López Herrera paints reality upside down in the Pedro Torrecilla room of the Círculo

López Herrera paints reality upside down in the Pedro Torrecilla room of the Círculo
López Herrera paints reality upside down in the Pedro Torrecilla room of the Círculo

From that work emulating the artists of the Prado Museum, Manuel López Herrera (Madrid, 1946) has been left with the inclusion of some great classical paintings in his works, from baroque to pop art. And his enjoyment of drawing, the combination of these within large-format pieces in which he plays at painting reality by touching it on tiptoe or turning it upside down. López Herrera composes his work playing with objects, double meanings, caricatured characters (with hair like a bird’s nest and stylized faces), unexpected scenes and a magical conception of the world (or at least the one he portrays in his paintings). ). “I paint what happens and what occurs to me,” the painter said this morning at the presentation of the exhibition ‘Evolution?’ which opens this afternoon in the Pedro Torrecilla room, of the Círculo Foundation.

With an ironic and fun imagination, López Herrera paints “very seriously” compositions that combine comics with classic backgrounds, graphite with oil, scenes that look like illustrations with boards full of sanity, black and white with a burst of color . The painter teaches and suggests with mastery and above all surprises by bringing quality to a painting that he entertains, in addition to leaving the viewer with their mouths open.

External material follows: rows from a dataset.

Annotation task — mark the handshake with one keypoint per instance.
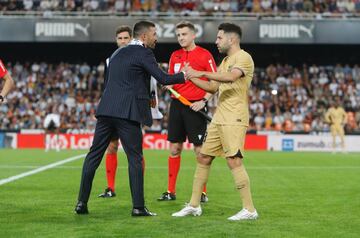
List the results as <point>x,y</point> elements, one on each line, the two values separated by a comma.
<point>190,73</point>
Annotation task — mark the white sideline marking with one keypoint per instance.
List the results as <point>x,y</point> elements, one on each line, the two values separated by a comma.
<point>40,169</point>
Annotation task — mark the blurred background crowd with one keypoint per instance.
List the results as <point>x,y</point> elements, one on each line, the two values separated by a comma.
<point>282,97</point>
<point>189,6</point>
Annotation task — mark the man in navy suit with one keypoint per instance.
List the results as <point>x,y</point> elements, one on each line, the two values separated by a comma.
<point>123,108</point>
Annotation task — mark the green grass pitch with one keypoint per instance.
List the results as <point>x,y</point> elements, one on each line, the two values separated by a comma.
<point>296,195</point>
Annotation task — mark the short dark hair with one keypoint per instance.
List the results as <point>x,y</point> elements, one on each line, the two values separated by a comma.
<point>142,27</point>
<point>187,24</point>
<point>230,28</point>
<point>124,28</point>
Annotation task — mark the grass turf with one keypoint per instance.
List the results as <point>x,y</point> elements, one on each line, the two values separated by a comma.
<point>296,195</point>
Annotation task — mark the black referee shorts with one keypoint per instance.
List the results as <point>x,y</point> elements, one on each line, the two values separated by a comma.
<point>184,122</point>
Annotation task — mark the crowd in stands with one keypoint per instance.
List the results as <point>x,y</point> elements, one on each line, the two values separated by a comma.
<point>282,97</point>
<point>186,6</point>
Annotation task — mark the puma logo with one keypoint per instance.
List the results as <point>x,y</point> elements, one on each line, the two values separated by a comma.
<point>308,31</point>
<point>82,28</point>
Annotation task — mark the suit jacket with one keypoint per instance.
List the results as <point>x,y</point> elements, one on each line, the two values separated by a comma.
<point>127,90</point>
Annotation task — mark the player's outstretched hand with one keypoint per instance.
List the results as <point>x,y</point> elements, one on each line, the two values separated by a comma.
<point>191,73</point>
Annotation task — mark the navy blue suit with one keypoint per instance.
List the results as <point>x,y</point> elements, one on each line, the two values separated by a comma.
<point>123,108</point>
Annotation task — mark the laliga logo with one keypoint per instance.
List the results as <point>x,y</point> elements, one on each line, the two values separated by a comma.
<point>167,30</point>
<point>286,31</point>
<point>60,29</point>
<point>72,142</point>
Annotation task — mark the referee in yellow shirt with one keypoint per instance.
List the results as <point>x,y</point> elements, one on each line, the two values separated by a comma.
<point>337,118</point>
<point>226,132</point>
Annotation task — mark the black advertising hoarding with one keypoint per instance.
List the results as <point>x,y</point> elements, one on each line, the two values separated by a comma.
<point>100,29</point>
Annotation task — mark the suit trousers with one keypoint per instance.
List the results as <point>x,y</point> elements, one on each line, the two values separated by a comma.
<point>130,135</point>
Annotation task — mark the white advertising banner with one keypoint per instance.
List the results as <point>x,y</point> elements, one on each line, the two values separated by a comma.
<point>311,143</point>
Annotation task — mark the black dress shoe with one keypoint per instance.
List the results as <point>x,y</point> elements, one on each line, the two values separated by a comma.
<point>142,212</point>
<point>81,208</point>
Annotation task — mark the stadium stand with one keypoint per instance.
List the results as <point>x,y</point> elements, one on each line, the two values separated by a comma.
<point>191,7</point>
<point>283,97</point>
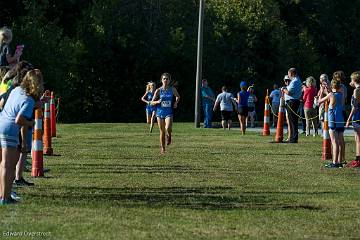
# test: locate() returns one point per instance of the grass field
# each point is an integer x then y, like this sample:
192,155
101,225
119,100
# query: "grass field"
108,181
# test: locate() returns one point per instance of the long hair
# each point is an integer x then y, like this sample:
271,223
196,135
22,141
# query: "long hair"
148,86
33,84
5,35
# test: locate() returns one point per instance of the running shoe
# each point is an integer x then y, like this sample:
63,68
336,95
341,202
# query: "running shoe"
14,196
333,165
7,201
168,140
353,164
23,182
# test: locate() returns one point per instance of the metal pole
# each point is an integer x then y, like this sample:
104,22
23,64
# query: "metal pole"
199,63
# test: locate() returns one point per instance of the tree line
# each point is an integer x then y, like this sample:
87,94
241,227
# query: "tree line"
98,55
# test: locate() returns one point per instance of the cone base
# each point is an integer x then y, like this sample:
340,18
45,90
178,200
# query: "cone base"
48,151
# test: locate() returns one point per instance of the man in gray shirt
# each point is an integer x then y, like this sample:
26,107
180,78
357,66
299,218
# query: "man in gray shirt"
227,103
292,98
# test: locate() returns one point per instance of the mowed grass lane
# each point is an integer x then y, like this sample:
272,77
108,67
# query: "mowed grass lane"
108,181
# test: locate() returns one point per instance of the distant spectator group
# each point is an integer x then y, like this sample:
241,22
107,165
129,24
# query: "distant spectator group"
20,91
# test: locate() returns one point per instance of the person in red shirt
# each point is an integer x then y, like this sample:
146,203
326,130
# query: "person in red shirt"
309,95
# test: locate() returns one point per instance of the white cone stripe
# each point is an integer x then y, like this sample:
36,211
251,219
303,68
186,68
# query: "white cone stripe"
37,145
38,124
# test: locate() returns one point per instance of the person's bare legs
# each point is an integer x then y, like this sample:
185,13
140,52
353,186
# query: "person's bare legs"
161,123
342,147
152,121
168,128
357,141
20,166
243,124
229,124
335,146
7,172
224,124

In the exhibition he has hung 34 paintings and 9 sculptures of birds, the same ones that are later found among his pictorial works and that he exhibits for the first time. His work can be visited until June 16 with two complementary activities: an intervention on Saturday of sound experimentation with Javier Benito and Mayte Santamaría (7:30 p.m.) and with a concert by Oihan, the personal project of Guillermo Aragón, drummer of Arizona Baby, on Thursday, June 6 at the same time.